ジュラ紀後期の北米で肉食恐竜同士が共食いを行っていた可能性を示す研究結果が出た/Brian Engh/PLOS ONE

(CNN) 今からおよそ1億5000万年前のジュラ紀後期、北米大陸にすむ肉食恐竜は、えさとする恐竜が不足する中で共食いを行っていた可能性がある――骨の化石に残る傷を分析した新たな研究が、そうした結論を導き出した。

当該の恐竜は獣脚類と呼ばれるグループに属する。二足歩行の肉食恐竜で、小型のものから極めて巨大なものまで幅広い種類が存在する。

今回研究者らは、米コロラド州にある採石場のジュラ紀後期の地層を発掘し、そこから大量に見つかった骨の化石に残る傷を調査した。関連する論文は27日、米科学誌プロスワンに掲載された。

これらの傷のなかから、複数の手法を用いて他の恐竜の噛んだ痕と思われるものを割り出し、さらにその恐竜の種類や体の大きさを推計した。その結果、調査対象とした化石2368点のうち、28.8%にあたる684点から1匹以上の獣脚類による噛み痕が確認された。

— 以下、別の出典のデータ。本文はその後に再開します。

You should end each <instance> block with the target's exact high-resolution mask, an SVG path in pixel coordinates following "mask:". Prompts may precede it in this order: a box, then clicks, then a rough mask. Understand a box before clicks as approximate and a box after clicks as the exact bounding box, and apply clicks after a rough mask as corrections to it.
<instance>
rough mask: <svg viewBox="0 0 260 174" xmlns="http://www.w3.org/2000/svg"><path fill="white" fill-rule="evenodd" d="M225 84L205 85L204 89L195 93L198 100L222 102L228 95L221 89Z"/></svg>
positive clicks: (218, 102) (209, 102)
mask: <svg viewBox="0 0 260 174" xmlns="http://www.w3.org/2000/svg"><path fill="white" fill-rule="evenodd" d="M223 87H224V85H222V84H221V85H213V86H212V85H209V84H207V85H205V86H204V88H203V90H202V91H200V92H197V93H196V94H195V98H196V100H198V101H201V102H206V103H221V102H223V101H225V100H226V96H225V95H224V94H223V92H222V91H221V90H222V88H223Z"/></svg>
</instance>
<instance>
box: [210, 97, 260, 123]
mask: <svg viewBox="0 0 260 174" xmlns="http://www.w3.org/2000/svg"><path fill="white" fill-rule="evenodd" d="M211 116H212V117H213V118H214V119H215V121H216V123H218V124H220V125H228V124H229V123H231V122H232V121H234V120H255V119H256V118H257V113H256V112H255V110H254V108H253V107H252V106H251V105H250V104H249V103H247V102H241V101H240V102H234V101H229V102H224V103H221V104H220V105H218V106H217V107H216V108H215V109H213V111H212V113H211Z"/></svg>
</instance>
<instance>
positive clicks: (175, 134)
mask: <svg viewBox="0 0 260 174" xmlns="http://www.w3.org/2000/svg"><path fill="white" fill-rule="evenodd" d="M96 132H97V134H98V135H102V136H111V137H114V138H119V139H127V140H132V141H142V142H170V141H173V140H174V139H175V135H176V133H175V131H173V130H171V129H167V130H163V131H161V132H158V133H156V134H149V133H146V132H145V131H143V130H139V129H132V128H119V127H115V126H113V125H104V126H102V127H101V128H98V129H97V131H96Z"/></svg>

発掘された骨の化石から獣脚類の噛み痕が見つかるのは非常に珍しい。過去の研究で恐竜を中心とする生物の化石群を複数調べたところ、獣脚類による噛み痕を持つ化石の占める割合はわずか4%以下だったという。

今回見つかった噛み痕のほとんどは、竜脚類と呼ばれる草食恐竜のグループの骨についていた。一方で、噛んだ主体と同じ獣脚類の骨についた噛み痕も全体の17%から見つかった。これは割合として2番目に高い。

獣脚類の骨に残る傷は肉食恐竜同士による共食いを示唆する。ただ噛み痕が残る骨の部位が肉や内臓に近いあばら骨や脚の長骨だけでなく、ごく小さな足の指の骨にも及んでいることから、肉食恐竜らは互いに捕食し合っていたというよりも仲間の死体を食べていたという方が実態に近いと研究者らはみている。

こうした調査結果から、肉食恐竜が共食いをするほど当時の採石場周辺の生態系は逼迫(ひっぱく)した状況になっていた可能性がある。一方で傷のある化石が多く見つかる背景については、従来の発掘の手法が博物館での展示などを念頭に、傷のない化石を優先的に採集してきたことも影響しているかもしれないと研究者らは指摘する。